I finished facing the flippers on the milling machine tonight. It turns out that if you put two of them together they clamp down perfectly in the vise.
So last night I cut a 3/8″ aluminum rod, drilled a hole through it, and tapped it for an M3 bolt. I had to ream the flipper’s 0.376″ hole out again, but once I did the rod fit perfectly. I screwed in the bolt and it looks great. Next step is to face the top of that flipper so I can put some rubber on it!
Last night I didn’t spend much time working, but I tested my drilling and counterboring techniques (still have room for improvement, but getting better) and parting the finished parts from the stock they were milled on. The final step in this process will be to face the top in the mill so it’s true to the bottom edge. My next steps are to mill the armature piece that turns the rod in the flipper, and to finish and test my complete flipper mechanism. So here are a couple of pictures of the parts removed from the stock. I really like the idea of leaving a shoulder around the part where I intend to cut it off, it made a great guide when I took it to the bandsaw, and even left a small bit of material so I’m not having to face down into the part and remove some of the height.
I finally made a good flipper! After yesterday’s mistakes, I had three bits of raw material left to make the flippers I need. Today I examined my CNC programming, learned what mistakes I made and how to fix them (and hopefully avoid them in the future), and reprogrammed the mill to make my flipper. So I run through the whole process, three different tools, and it looks great. Then I put it next to yesterday’s failures and see that the 0.376″ hole looks way bigger than in should. Sure enough, the auto toolpath algorithm cut to the outside of the hole instead of the inside! So I get back to the CAM station (it’s connected to the milling machine), fix the toolpath, and go back and happily start getting my second flipper. Except when it gets to the hole, it’s cut too big again. Arg! Then I realize that although I fixed the toolpath, I never sent the revised instruction set to the milling machine and I just reran the bad program. *Sigh*
So I resend the file, cross my fingers, put my last bit of material in the vise, and start machining. Sure enough, I get my first viable part! Aside from my time, manufacturing this single flipper has cost me about $24 in materials. My next one, as long as I don’t make some other silly mistake, will cost me about $3. Way more reasonable.

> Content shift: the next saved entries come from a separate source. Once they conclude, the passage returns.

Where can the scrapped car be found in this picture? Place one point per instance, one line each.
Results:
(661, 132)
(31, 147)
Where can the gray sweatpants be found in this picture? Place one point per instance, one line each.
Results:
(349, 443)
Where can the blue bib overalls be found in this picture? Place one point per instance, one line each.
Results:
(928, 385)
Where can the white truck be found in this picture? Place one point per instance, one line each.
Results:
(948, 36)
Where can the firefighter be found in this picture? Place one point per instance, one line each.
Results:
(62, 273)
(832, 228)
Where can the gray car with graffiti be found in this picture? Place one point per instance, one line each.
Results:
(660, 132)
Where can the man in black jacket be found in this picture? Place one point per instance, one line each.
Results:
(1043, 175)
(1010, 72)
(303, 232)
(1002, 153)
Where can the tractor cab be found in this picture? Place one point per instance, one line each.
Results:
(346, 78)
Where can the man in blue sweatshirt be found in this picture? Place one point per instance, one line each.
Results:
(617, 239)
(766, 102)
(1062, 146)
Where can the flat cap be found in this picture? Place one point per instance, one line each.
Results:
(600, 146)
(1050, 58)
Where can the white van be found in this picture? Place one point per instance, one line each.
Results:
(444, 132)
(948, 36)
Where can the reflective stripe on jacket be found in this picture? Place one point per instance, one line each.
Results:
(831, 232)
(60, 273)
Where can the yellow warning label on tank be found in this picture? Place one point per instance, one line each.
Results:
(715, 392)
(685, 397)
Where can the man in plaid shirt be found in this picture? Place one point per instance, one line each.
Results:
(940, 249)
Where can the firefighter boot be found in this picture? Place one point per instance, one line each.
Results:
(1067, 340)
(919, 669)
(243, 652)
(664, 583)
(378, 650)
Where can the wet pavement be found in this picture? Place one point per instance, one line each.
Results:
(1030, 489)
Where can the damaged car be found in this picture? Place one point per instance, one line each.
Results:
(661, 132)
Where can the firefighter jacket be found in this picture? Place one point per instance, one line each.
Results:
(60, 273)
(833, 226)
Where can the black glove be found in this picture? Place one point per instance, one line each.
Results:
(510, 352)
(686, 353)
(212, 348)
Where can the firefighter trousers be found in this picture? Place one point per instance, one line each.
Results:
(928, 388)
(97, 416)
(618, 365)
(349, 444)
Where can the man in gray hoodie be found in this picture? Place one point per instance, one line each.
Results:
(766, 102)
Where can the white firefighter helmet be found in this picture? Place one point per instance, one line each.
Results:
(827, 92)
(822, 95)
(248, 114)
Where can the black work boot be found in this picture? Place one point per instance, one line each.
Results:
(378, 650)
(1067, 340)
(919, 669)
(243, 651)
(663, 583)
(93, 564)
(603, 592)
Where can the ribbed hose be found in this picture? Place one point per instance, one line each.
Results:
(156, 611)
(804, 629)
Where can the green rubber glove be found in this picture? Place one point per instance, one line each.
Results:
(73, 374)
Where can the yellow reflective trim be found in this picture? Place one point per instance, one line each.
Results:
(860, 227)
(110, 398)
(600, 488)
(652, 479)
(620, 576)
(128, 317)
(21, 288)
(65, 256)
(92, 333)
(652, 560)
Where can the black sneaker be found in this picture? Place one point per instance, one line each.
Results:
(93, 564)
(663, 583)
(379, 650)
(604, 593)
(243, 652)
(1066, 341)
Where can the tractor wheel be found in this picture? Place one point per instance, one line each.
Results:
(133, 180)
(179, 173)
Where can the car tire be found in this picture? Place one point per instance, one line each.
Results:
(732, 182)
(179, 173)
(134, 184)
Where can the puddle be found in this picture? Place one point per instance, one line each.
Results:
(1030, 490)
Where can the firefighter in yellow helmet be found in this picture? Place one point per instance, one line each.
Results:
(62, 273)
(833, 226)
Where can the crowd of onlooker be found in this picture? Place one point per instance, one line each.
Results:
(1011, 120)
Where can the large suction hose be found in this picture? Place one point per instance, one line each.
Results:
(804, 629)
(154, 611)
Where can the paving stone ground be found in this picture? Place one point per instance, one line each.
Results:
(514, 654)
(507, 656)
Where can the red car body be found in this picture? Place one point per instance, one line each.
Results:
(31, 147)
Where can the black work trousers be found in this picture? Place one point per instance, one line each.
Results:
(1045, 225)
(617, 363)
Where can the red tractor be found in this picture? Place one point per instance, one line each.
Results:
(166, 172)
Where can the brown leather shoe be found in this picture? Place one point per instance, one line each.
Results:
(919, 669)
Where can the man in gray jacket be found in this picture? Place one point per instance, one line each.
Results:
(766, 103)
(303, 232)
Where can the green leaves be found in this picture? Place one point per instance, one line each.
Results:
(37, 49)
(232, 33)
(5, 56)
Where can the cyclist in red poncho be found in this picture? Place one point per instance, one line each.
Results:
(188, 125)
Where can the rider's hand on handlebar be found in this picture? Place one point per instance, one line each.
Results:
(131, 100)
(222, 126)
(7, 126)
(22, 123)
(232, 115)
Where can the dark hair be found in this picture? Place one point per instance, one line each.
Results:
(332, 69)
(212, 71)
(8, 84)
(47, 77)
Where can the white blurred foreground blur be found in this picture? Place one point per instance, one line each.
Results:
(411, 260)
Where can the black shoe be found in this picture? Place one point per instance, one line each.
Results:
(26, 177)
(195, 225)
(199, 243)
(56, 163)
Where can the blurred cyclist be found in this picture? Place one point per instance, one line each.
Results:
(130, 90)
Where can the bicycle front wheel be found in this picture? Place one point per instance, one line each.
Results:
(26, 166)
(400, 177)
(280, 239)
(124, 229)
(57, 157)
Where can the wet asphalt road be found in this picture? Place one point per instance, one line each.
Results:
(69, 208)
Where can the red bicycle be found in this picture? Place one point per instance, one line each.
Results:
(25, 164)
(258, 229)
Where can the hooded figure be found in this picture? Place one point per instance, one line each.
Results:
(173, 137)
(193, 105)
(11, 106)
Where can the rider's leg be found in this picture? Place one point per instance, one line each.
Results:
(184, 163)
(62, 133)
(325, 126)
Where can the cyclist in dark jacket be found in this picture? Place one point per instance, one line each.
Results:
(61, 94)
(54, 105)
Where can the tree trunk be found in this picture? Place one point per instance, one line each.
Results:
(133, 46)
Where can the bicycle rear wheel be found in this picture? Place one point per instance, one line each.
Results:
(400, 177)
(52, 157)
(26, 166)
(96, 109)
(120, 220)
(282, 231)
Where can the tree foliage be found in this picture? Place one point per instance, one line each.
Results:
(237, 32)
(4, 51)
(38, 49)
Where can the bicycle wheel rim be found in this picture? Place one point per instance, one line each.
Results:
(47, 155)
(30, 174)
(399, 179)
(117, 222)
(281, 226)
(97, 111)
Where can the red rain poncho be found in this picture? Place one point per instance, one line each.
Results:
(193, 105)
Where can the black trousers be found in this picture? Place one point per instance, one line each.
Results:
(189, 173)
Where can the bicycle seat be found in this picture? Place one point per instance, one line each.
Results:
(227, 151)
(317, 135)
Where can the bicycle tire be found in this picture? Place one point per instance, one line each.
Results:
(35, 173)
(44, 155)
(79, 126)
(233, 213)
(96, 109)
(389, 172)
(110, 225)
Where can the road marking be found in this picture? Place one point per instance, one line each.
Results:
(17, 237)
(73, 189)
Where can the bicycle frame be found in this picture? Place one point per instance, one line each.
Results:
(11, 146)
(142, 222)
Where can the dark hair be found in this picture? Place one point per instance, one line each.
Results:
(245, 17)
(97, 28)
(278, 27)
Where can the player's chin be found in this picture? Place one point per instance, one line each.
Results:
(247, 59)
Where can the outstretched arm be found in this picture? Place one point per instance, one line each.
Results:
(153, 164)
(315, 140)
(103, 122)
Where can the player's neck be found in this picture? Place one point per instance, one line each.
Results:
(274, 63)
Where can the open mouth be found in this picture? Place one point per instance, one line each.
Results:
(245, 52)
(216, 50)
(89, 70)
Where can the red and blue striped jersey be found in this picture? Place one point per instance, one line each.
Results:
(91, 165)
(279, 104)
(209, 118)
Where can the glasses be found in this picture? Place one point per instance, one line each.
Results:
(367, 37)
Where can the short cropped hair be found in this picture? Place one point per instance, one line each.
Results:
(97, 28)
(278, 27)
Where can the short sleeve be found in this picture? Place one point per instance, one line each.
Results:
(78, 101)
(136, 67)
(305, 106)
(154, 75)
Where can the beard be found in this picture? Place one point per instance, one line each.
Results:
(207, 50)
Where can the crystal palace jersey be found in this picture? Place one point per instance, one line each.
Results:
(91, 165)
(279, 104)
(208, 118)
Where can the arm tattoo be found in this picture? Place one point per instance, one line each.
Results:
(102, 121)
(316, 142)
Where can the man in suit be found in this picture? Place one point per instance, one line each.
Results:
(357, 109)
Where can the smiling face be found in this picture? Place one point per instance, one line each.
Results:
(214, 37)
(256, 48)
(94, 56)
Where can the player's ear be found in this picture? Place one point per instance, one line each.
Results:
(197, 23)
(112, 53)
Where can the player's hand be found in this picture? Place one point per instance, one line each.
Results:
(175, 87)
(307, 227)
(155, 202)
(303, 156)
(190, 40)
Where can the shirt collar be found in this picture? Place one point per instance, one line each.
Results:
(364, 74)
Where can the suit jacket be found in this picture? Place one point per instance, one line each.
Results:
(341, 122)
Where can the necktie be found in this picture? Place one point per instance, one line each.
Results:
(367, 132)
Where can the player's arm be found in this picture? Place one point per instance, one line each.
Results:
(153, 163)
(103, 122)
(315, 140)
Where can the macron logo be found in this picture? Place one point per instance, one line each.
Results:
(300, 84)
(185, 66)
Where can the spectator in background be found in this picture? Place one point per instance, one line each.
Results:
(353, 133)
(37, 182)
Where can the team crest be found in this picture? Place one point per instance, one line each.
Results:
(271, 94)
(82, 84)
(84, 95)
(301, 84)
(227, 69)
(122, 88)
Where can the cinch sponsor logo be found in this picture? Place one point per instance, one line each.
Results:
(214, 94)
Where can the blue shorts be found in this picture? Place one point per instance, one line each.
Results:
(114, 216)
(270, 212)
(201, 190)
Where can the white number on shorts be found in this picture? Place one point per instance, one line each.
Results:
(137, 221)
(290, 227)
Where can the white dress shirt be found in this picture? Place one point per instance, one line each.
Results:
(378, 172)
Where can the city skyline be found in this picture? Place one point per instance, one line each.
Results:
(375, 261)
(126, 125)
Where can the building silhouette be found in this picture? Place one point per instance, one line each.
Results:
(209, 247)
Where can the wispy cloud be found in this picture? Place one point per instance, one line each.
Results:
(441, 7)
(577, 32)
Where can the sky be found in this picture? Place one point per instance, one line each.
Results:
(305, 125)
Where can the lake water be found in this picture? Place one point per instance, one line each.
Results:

I ended the night on a success, which is nice. Soon I’ll mill the other armature piece I need, and I’ll assemble the full flipper mechanism and be ready to test it!
Tonight I milled the flipper program I finished last Saturday. I made several mistakes, both stemming from my inexperience with the milling coordinate system. The parts still look nice, so I’ll keep developing my technique and finish them despite not being able to use them on my table.
I had only a short time today, but I used it to get a refresher on the use of the software that runs the milling machine and to get the two new parts I’m milling ready to go. After some great suggestions from my mentor Marty, I decided to change the way I’m making the flipper and mill it upside down. It will take longer, but will allow me to accurately mill the 0.376″ hole in the bottom. It does mean using a key cutter to cut part of the outside profile though, since there is a 0.100″ overhang when cutting this way. The part will then be removed with a band saw and faced on the mill.
The second part, the arm that turns the flipper shaft, will be quicker to make but generally be done in the same fashion. I will be making these parts Monday evening after work.